Till Nikolaus von Heiseler (* 18. April 1962 in Braunschweig) ist ein deutscher Autor, Regisseur und Performer.

Leben[Bearbeiten | Quelltext bearbeiten]

Till Nikolaus von Heiseler wurde 1962 als erster Sohn des Privatgelehrten, Dichters und Übersetzers Johannes Henrich von Heiseler und seiner Frau Ingrid geboren. Er ist der Enkel des Schriftstellers Bernt von Heiseler und Urenkel des Schriftstellers Henry von Heiseler. Kurz vor der Einschulung siedelte die Familie nach Wolfsburg über. Seinen ersten Text veröffentlichte er bereits im Alter von acht Jahren in der Wochenzeitung Die Zeit.[1]

Ab 1990 entwickelte er freie Produktionen sowohl in Basel als auch in Berlin (Tacheles).[2] Zwischen 1991 und 1993 inszenierte er am Kleist-Theater Frankfurt (Oder) seine eigenen Stücke,[3] aber auch Hörspiele im Saarländischen Rundfunk und im Deutschlandradio. Wichtige Partner waren die Komponisten Conrado del Rosario, Helmut Oehring und die Schauspielerin und Performerin Michaela Caspar. 1994 brach er überraschend mit dem Theater und beendete seine Arbeit als Dramatiker und Theaterregisseur, um sich mit offeneren künstlerischen Formen und vor allem mit Performance und „Unsichtbarer Literatur“ zu beschäftigen.

Ab Mitte der 90er Jahre wurde er Teil einer literarischen Gruppierung, die eine „Unsichtbare Literatur“ vertritt. Diese schließt insbesondere an den Moskauer Konzeptualismus, das Unsichtbare Theater von Augusto Boal und die „Literatur der Hinterzimmer“ an. Literarische Werke werden hier bewusst nur in einem kleinen Kreis gelesen, weitergegeben und diskutiert. Darüber hinaus werden literarische Formen gewählt, die nicht sofort als Literatur zu erkennen sind (Briefe an Behörden, Klo-Sprüche, Performances).

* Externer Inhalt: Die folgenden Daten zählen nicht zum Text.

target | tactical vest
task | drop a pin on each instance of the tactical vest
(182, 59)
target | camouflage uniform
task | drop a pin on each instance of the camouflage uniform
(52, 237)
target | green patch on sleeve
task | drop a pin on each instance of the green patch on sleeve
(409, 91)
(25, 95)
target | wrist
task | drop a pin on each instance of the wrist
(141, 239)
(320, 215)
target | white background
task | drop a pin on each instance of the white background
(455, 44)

Zusammen mit Michaela Caspar entwickelte Heiseler die Performances Ein sehr kurzes Stück für Bankdirektoren,[4][5][6][7][8] 21. August 1997 und das Projekt Neue Länder – Neue Identitäten (eine fiktive Infobox der Bundesregierung).[9] Ab 2001 begann er sich mit Video zu beschäftigen und entwickelte im Kollektiv der Neuen Methodiker e.V. neue Methoden der Produktion und Distribution von Bewegtbildmedien (Video). Diese Methoden sind dem Unsichtbaren Theater und der Performance verpflichtete Techniken und arbeiten in der Regel mit der Vermischung von Fiktion und Realität. Oft wird mittels performativer Methoden eine Realität hergestellt, die dann mit Handkameras dokumentiert wird.

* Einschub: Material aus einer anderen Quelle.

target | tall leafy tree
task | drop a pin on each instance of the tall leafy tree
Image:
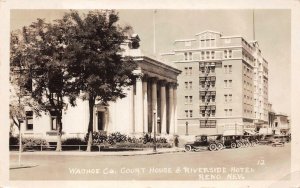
(95, 59)
(40, 59)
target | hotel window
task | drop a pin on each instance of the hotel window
(186, 85)
(202, 43)
(191, 99)
(203, 113)
(225, 83)
(229, 69)
(202, 84)
(207, 55)
(225, 54)
(230, 112)
(229, 83)
(230, 98)
(202, 69)
(230, 54)
(213, 83)
(190, 70)
(225, 69)
(29, 120)
(185, 56)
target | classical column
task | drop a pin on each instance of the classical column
(171, 109)
(131, 109)
(145, 110)
(175, 107)
(138, 105)
(154, 100)
(163, 110)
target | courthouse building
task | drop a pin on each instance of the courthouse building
(223, 85)
(152, 97)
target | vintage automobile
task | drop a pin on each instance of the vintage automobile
(249, 140)
(281, 138)
(232, 141)
(210, 142)
(266, 139)
(277, 141)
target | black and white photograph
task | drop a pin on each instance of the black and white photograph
(150, 94)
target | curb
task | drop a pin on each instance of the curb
(12, 167)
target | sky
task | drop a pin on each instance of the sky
(272, 31)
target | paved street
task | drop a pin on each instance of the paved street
(256, 163)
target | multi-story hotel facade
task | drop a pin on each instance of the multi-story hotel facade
(223, 85)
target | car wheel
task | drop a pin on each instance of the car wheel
(212, 147)
(220, 146)
(233, 145)
(188, 148)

Heiseler ist Autodidakt und lehrte an folgenden Universitäten: Freie Universität Berlin, Technische Universität Berlin, Humboldt-Universität Berlin, Hochschule für Gestaltung und Kunst Zürich, Hochschule für Bildende Künste Braunschweig. Seine Methoden der Wissensinszenierung und der Wissensmoderation für Forschung und Lehre basieren auf medientheoretischen Überlegungen und auf inszenatorischem und theatralem Praxiswissen.

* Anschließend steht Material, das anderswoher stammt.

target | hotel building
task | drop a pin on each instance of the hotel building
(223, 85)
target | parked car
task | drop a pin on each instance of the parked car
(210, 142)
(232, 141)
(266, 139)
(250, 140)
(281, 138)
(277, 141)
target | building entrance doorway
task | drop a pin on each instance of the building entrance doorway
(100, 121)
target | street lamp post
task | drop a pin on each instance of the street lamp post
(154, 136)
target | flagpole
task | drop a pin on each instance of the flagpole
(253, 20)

2007 begann er gemeinsam mit Jan-Peter E.R. Sonntag im Tesla Berlin mit einer Salonreihe zum Thema „Narrationen im elektronischen Zeitalter“,[10] die er nun gemeinsam mit der transmediale weiterführt. Sein 2008 veröffentlichtes Buch Medientheater, Kadmos Berlin (mit Wolfgang Ernst, Dirk Baecker u. a.) thematisiert die Entwicklung neuer Theorieformate und ist gleichzeitig selbst ein Experiment. 2014 erschien ein längeres Gespräch mit dem Medienphilosophen Friedrich Kittler, das von Heiseler einige Monate vor Kittlers Tod führte und eine Art Vermächtnis darstellt.[11][12]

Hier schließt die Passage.